Augsburger Allgemeine (Land Nord)
Mit dem Sarg ins Paradies
Hoffmannkeller Wie Regisseur Richard Wagner einer düsteren Erzählung Dostojewskis Humor abgewinnt
Die Welt ist ihm „einerlei“. Und doch spürt man: Dem jungen Mann (Sebastian Baumgart), der da im Hofmannkeller steif mit seinem geschmeidigem Alter Ego (Katrin Schafitel) im Rücken deklamiert, ist nichts egal. Er ist vielmehr verzweifelt, zutiefst verletzt. Denn seit seiner Geburt ist er lächerlich und weiß das. Andererseits: Jetzt nennen ihn die Menschen nicht mehr lächerlich, sondern verrückt. Darüber muss er sich nicht mehr so ärgern.
Die Inszenierung von „Der Traum eines lächerlichen Menschen“(nach einer Erzählung von Fjodor Dostojewski) zieht die Zuschauer in das düstere Psychogramm des Ich-Erzählers.
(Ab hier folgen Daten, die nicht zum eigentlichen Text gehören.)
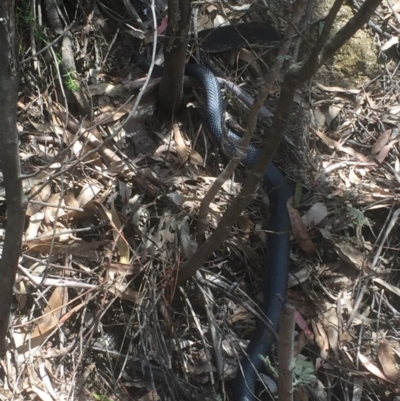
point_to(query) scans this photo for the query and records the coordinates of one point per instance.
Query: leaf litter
(110, 221)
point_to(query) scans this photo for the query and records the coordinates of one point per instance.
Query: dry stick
(10, 162)
(285, 354)
(251, 122)
(295, 75)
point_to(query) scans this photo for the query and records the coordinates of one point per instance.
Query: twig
(251, 123)
(285, 354)
(10, 162)
(296, 74)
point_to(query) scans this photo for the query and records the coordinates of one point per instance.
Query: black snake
(277, 250)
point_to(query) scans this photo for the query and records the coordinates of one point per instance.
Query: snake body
(277, 250)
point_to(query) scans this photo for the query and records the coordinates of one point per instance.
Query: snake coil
(278, 246)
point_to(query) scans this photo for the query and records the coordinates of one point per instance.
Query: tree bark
(175, 47)
(9, 162)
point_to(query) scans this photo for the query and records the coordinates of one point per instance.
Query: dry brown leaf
(195, 158)
(124, 269)
(51, 313)
(90, 250)
(372, 368)
(35, 222)
(181, 148)
(350, 255)
(52, 212)
(387, 361)
(385, 151)
(151, 396)
(42, 196)
(299, 229)
(336, 145)
(390, 287)
(315, 214)
(122, 290)
(88, 192)
(321, 339)
(113, 218)
(240, 314)
(104, 88)
(332, 112)
(381, 142)
(248, 57)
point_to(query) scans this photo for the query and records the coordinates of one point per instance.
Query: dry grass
(113, 206)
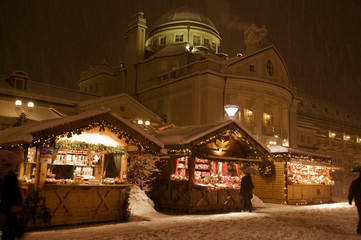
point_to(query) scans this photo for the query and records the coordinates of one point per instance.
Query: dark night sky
(320, 40)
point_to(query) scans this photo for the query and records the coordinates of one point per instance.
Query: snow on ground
(268, 221)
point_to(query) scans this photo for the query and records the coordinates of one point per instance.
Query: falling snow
(268, 221)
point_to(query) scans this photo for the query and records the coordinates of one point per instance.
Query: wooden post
(191, 166)
(40, 170)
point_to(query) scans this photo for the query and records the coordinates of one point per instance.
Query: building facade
(175, 71)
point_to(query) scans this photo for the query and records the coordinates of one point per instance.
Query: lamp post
(231, 110)
(23, 111)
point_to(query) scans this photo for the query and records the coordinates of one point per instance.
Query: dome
(183, 14)
(183, 25)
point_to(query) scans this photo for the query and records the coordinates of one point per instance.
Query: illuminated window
(179, 38)
(19, 83)
(162, 41)
(269, 67)
(267, 119)
(196, 40)
(206, 42)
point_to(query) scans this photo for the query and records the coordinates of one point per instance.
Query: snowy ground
(268, 221)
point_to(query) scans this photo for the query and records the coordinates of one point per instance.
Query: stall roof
(281, 149)
(188, 135)
(29, 132)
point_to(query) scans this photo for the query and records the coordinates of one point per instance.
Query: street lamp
(23, 111)
(231, 110)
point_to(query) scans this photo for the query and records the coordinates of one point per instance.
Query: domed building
(183, 25)
(177, 70)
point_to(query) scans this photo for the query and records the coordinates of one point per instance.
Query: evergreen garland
(267, 168)
(83, 146)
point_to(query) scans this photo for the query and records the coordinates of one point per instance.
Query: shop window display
(298, 173)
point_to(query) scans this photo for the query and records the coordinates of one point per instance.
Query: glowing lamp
(331, 134)
(30, 104)
(249, 113)
(231, 110)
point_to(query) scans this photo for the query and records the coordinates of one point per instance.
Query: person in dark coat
(10, 202)
(246, 192)
(355, 193)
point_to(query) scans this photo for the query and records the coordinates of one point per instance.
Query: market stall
(200, 172)
(307, 176)
(80, 164)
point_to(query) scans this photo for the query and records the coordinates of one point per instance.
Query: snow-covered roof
(39, 113)
(28, 133)
(187, 134)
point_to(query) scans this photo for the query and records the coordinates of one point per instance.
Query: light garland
(50, 139)
(83, 146)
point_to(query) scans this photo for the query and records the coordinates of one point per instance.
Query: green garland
(83, 146)
(267, 168)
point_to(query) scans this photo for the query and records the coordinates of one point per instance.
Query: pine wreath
(267, 168)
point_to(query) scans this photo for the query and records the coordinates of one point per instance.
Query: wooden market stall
(200, 172)
(307, 176)
(80, 164)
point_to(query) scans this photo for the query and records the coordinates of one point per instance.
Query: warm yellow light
(231, 110)
(30, 104)
(249, 113)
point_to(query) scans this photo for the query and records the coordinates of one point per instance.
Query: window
(162, 41)
(19, 83)
(179, 38)
(206, 42)
(248, 115)
(269, 67)
(155, 43)
(196, 40)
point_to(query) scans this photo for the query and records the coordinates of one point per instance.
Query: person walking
(354, 193)
(246, 192)
(10, 197)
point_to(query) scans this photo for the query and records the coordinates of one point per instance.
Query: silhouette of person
(355, 193)
(246, 192)
(10, 202)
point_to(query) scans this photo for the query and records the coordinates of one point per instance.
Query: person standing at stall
(246, 192)
(10, 197)
(355, 193)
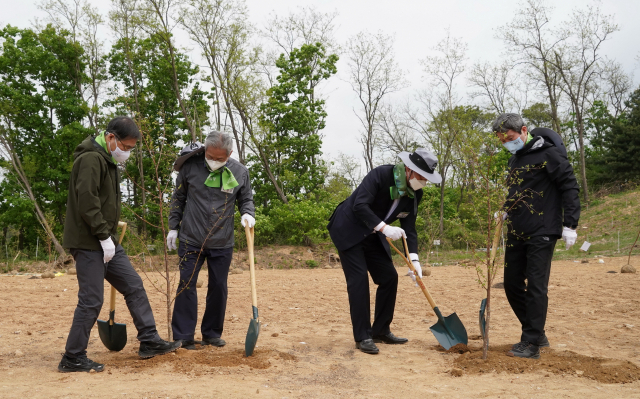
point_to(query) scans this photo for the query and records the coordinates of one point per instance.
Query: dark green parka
(93, 205)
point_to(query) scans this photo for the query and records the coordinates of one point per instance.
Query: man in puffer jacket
(542, 206)
(208, 187)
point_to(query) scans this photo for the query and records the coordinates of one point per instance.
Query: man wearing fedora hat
(359, 227)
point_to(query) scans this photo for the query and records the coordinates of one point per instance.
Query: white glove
(108, 248)
(247, 219)
(416, 265)
(505, 215)
(171, 240)
(569, 236)
(395, 233)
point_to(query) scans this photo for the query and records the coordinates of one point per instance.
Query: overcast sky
(417, 26)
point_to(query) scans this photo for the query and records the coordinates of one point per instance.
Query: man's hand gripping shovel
(113, 335)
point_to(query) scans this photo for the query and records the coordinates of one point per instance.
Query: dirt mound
(607, 371)
(184, 361)
(458, 348)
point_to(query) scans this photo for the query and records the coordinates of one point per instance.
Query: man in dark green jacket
(93, 211)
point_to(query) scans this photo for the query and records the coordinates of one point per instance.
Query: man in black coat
(542, 206)
(359, 227)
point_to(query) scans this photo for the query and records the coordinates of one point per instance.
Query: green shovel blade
(449, 331)
(252, 334)
(113, 336)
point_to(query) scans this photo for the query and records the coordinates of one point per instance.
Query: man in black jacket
(542, 186)
(358, 228)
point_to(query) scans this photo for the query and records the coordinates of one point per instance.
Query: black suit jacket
(354, 219)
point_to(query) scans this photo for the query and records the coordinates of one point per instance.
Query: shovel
(492, 258)
(254, 324)
(113, 335)
(449, 331)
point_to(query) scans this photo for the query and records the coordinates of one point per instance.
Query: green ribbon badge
(400, 189)
(229, 182)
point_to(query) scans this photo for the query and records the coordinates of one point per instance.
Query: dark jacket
(354, 219)
(204, 215)
(543, 179)
(93, 204)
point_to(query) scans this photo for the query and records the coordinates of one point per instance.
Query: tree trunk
(487, 313)
(583, 169)
(442, 189)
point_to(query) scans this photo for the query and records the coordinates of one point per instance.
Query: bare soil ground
(306, 348)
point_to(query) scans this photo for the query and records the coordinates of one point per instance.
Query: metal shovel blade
(252, 334)
(482, 318)
(449, 331)
(113, 336)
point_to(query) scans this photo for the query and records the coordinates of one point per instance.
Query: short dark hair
(123, 127)
(506, 122)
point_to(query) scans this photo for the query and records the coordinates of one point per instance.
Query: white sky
(417, 25)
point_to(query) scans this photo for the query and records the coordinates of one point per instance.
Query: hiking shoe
(188, 344)
(367, 346)
(543, 342)
(150, 349)
(214, 341)
(526, 350)
(70, 365)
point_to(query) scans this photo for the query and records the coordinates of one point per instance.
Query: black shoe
(389, 339)
(188, 344)
(543, 342)
(150, 349)
(367, 346)
(214, 341)
(526, 350)
(70, 365)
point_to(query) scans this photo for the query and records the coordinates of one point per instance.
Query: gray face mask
(514, 145)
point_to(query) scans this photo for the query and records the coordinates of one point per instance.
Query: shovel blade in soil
(252, 337)
(113, 336)
(482, 319)
(449, 331)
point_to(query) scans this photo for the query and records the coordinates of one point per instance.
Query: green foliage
(291, 118)
(143, 73)
(622, 143)
(42, 110)
(538, 115)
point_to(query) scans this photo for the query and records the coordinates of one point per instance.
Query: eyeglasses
(124, 146)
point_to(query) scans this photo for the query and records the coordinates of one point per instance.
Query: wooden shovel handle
(413, 269)
(252, 268)
(112, 300)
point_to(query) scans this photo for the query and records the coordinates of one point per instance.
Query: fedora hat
(423, 162)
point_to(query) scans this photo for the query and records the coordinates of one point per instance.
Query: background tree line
(65, 77)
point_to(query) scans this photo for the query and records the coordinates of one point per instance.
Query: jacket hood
(536, 144)
(90, 145)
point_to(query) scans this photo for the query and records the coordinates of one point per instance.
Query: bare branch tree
(373, 74)
(435, 120)
(579, 62)
(532, 42)
(8, 151)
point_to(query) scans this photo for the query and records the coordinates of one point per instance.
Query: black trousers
(185, 310)
(369, 256)
(531, 260)
(91, 273)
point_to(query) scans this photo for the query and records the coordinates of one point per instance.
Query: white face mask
(417, 184)
(214, 165)
(119, 155)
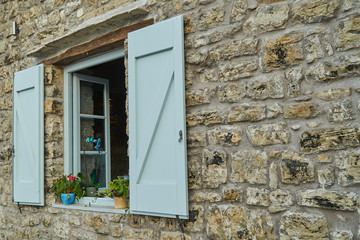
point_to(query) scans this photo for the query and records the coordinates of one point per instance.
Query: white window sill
(92, 205)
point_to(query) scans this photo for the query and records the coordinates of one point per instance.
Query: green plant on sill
(69, 184)
(117, 188)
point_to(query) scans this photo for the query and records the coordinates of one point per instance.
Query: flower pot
(120, 203)
(68, 198)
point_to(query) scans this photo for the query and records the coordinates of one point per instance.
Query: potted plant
(119, 190)
(67, 188)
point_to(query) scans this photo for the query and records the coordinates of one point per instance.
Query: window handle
(180, 136)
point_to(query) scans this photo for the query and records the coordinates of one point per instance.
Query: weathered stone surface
(281, 200)
(302, 110)
(268, 134)
(247, 112)
(346, 201)
(214, 170)
(233, 222)
(257, 197)
(225, 136)
(267, 18)
(313, 47)
(295, 168)
(233, 49)
(348, 32)
(263, 89)
(236, 71)
(303, 226)
(211, 18)
(204, 117)
(294, 77)
(340, 111)
(341, 235)
(200, 96)
(345, 66)
(333, 94)
(238, 12)
(348, 164)
(314, 10)
(285, 51)
(232, 194)
(196, 218)
(196, 139)
(326, 177)
(330, 138)
(249, 166)
(232, 92)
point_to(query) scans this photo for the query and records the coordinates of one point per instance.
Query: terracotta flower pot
(120, 203)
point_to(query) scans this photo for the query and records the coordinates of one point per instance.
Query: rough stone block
(295, 168)
(303, 226)
(236, 71)
(263, 89)
(234, 222)
(329, 139)
(294, 77)
(249, 166)
(311, 11)
(196, 139)
(336, 68)
(232, 92)
(319, 198)
(214, 170)
(348, 32)
(302, 110)
(204, 117)
(267, 18)
(348, 164)
(247, 112)
(268, 134)
(333, 94)
(233, 49)
(225, 135)
(283, 52)
(257, 197)
(211, 18)
(340, 111)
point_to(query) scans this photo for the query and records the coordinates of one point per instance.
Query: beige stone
(225, 136)
(348, 32)
(268, 134)
(346, 201)
(267, 18)
(329, 138)
(303, 226)
(334, 94)
(295, 168)
(314, 11)
(249, 166)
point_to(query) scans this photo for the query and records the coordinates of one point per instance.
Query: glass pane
(91, 98)
(92, 128)
(94, 169)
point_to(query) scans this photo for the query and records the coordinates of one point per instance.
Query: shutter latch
(180, 136)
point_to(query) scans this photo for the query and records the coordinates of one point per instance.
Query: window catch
(180, 224)
(180, 135)
(19, 208)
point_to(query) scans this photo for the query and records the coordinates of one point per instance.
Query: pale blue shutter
(158, 166)
(28, 117)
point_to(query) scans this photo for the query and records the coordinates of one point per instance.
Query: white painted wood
(28, 122)
(158, 165)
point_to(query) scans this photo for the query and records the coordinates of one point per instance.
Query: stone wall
(273, 110)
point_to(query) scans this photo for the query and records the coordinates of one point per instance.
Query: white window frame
(69, 161)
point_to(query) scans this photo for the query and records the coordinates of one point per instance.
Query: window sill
(88, 204)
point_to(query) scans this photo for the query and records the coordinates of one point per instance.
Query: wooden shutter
(28, 117)
(158, 165)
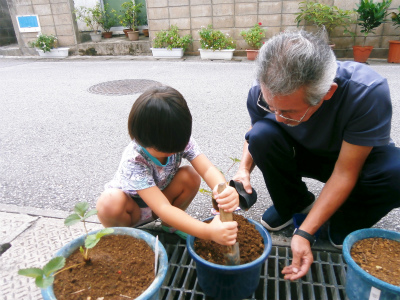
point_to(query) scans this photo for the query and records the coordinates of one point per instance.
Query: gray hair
(291, 60)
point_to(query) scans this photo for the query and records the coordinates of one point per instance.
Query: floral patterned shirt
(137, 171)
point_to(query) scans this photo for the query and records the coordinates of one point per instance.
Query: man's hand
(302, 259)
(243, 176)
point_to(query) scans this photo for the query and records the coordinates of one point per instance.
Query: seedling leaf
(54, 265)
(93, 239)
(90, 213)
(44, 282)
(31, 272)
(72, 219)
(81, 207)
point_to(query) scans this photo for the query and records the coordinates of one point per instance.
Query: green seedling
(80, 215)
(45, 277)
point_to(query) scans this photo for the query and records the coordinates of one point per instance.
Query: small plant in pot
(107, 20)
(46, 46)
(253, 37)
(394, 45)
(129, 18)
(215, 44)
(326, 17)
(91, 16)
(110, 254)
(370, 16)
(168, 43)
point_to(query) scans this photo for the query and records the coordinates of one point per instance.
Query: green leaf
(44, 282)
(54, 265)
(81, 208)
(72, 219)
(90, 213)
(31, 272)
(92, 240)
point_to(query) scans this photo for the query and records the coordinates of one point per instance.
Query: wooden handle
(225, 216)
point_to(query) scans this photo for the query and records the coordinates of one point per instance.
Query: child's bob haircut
(160, 119)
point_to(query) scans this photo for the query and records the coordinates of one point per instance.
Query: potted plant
(370, 16)
(168, 43)
(215, 44)
(324, 16)
(46, 46)
(253, 37)
(107, 20)
(129, 19)
(98, 249)
(394, 45)
(91, 16)
(230, 282)
(361, 284)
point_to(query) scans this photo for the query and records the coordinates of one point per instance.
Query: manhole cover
(123, 87)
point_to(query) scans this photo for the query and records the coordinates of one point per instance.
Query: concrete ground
(60, 142)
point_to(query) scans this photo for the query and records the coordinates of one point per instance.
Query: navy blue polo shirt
(359, 112)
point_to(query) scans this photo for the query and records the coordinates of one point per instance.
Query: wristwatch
(306, 235)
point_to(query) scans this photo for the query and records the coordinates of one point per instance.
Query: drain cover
(123, 87)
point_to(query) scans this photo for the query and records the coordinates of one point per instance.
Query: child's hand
(228, 200)
(223, 233)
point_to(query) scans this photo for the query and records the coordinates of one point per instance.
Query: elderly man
(315, 117)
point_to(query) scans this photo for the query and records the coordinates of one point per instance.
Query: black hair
(161, 119)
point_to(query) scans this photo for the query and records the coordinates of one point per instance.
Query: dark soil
(251, 244)
(379, 257)
(121, 266)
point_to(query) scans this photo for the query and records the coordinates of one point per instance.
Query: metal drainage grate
(123, 87)
(325, 281)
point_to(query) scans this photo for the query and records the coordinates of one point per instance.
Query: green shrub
(171, 39)
(215, 40)
(253, 37)
(44, 42)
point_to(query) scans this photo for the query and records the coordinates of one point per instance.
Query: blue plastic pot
(361, 285)
(153, 290)
(230, 282)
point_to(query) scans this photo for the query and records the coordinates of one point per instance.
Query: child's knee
(193, 178)
(111, 203)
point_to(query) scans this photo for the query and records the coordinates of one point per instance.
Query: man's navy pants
(283, 163)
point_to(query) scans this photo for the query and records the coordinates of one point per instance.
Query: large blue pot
(361, 285)
(230, 282)
(153, 290)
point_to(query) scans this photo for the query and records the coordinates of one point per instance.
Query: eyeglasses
(264, 105)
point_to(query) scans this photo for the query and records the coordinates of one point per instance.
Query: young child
(150, 183)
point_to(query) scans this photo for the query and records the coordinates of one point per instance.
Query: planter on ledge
(166, 53)
(225, 54)
(54, 53)
(360, 284)
(230, 282)
(152, 292)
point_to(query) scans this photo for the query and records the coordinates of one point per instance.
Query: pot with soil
(373, 264)
(232, 282)
(130, 273)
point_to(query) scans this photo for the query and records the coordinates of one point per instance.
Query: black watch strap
(305, 235)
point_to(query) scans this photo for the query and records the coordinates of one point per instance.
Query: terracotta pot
(394, 51)
(107, 35)
(251, 54)
(361, 53)
(133, 35)
(126, 31)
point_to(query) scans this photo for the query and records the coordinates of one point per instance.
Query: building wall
(233, 16)
(7, 34)
(55, 17)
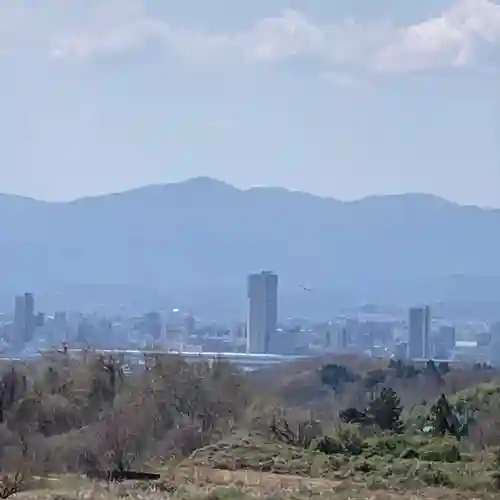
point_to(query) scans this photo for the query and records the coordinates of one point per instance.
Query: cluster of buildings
(262, 337)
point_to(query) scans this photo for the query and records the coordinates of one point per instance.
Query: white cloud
(457, 37)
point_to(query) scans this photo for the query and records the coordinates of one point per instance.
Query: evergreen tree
(386, 411)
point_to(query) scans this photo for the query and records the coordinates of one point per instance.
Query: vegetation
(202, 426)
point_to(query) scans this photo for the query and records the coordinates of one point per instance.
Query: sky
(344, 98)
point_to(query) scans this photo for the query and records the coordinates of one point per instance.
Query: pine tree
(386, 411)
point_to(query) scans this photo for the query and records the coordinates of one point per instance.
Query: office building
(419, 323)
(25, 318)
(262, 311)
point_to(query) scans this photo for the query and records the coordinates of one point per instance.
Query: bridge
(246, 361)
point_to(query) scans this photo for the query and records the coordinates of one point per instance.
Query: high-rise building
(25, 319)
(262, 311)
(419, 323)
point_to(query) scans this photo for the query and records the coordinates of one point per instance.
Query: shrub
(440, 450)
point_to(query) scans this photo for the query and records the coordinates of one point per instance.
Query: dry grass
(200, 483)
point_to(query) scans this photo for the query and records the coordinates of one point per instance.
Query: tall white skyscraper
(262, 311)
(419, 322)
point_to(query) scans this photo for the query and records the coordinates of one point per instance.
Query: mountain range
(201, 237)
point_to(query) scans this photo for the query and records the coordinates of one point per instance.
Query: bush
(440, 450)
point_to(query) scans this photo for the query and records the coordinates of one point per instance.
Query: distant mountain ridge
(203, 233)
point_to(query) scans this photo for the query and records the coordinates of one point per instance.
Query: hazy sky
(338, 97)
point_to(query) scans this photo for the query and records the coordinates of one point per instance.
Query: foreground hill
(202, 232)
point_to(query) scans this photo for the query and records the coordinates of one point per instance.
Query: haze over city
(249, 249)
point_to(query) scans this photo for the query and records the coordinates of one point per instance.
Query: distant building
(262, 311)
(419, 323)
(445, 341)
(25, 319)
(344, 338)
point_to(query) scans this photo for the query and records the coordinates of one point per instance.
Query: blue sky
(343, 98)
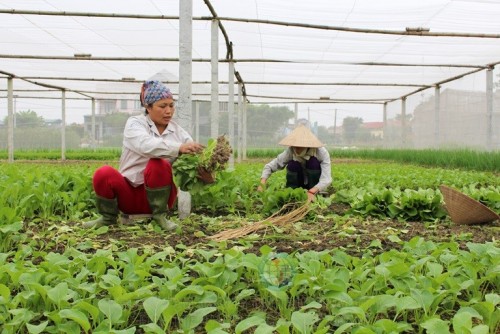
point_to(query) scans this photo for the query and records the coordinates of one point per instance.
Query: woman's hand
(191, 148)
(205, 176)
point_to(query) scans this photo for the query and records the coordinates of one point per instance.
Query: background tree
(27, 118)
(265, 124)
(351, 127)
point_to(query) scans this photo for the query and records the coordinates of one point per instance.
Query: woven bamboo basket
(465, 210)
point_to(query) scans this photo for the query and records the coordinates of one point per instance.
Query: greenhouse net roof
(352, 52)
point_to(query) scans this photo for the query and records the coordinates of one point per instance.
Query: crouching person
(307, 163)
(144, 182)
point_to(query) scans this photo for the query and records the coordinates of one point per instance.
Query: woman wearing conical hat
(307, 163)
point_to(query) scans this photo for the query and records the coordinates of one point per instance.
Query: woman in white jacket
(144, 182)
(307, 163)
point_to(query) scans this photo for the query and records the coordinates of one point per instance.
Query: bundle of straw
(279, 218)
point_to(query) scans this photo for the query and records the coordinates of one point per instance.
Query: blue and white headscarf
(152, 91)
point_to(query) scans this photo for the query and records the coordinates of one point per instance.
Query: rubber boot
(292, 180)
(158, 202)
(108, 208)
(313, 176)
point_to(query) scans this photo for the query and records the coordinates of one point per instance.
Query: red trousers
(109, 183)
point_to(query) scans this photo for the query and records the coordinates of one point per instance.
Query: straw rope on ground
(279, 218)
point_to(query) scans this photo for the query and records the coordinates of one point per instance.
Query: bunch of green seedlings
(212, 159)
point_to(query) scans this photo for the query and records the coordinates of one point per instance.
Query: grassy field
(378, 254)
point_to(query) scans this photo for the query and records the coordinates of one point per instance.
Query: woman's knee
(158, 173)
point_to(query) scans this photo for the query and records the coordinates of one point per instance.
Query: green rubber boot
(158, 202)
(292, 180)
(312, 177)
(108, 208)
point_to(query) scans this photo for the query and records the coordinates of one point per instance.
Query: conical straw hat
(465, 210)
(301, 136)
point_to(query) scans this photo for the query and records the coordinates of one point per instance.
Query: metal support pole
(214, 111)
(244, 120)
(184, 103)
(185, 112)
(437, 114)
(63, 126)
(230, 111)
(296, 109)
(92, 136)
(10, 121)
(197, 122)
(240, 121)
(403, 122)
(489, 108)
(386, 128)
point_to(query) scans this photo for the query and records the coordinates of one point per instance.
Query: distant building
(376, 129)
(462, 121)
Das musikalische Intro, eine Collage aus Mozarts Requiem und deutschem Hip-Hop, bereitet schon auf die folgenden Stimmungsschwankungen vor. Richard Wagner hat einige Brechungen gewagt in seinem Regiedebüt: Das karge Bühnenbild zieren ein schwarzer Sarg auf Schaukelkufen, eine Handlaterne, ein Metronom und rote Glitzerschuhe. Dem einsamen Long-Distance-Erzähler Dostojewskis gesellt er eine Tänzerin bei, die nicht nur seine Seelenzustände spiegelt, sondern auch die Nebenfiguren mimt. Auf ein Mädchen trifft er in den Straßen von St. Petersburg. Es trägt ein weißes Kleid und bittet ihn um Hilfe. Doch er weigert sich, konzentriert sich auf den Revolver, den er für seinen Suizid gekauft hat. Schließlich die Eruption: Er stampft auf, schreit das Mädchen an. Es flieht.
Auch sein Zuhause ist trist. Er wohnt in einer schäbigen Dachwohnung. Nur für den grünen Lehnsessel, der als Miniaturformat in einem Viereck auf dem kargen Boden steht, kann er sich begeistern. Dort schläft er schließlich ein, obwohl er schon seit einem Jahr nicht mehr geschlafen hat. Im Traum schafft er es, sich zu erschießen. Elegant hievt er sich mit einer Rolle vorwärts in den schaukelnden Sarg. Am anderen Ende schauen die schwarzen Lackschuhe raus. Seinem Redefluss tut das keinen Abbruch. „Träume kommen nicht vom Kopf, sondern vom Herzen“, fährt er unter dem Deckel fort. Schließlich geht es auf dem Sarg durch den rot flatternden Kosmos zu einer anderen, paradiesischen Erde. Die Menschen hier sind glücklich, ein Mädchen bläst Seifenblasen. Doch er bringt Lügen und Neid auf diese Welt. Selbst dem Vogelgezwitscher, zu dem er schließlich erwacht, dreht er den Hahn ab.
Zu kurzer Sarg, Glockenspiel mit übergroßer Schlaflampe, Seifenblasen, Pfeifen fürs Vogelgezwitscher – diese Details, vor allem aber auch die körperlichen und mimischen Leistungen der beiden Darsteller prägen diese fantasievoll assoziierende, humorvolle Inszenierung. Ein gelungenes, intimes und unglaublich emotionales Stück. O
Termine Die Vorstellungen im Februar sind ausverkauft, weitere Termine im März sind geplant.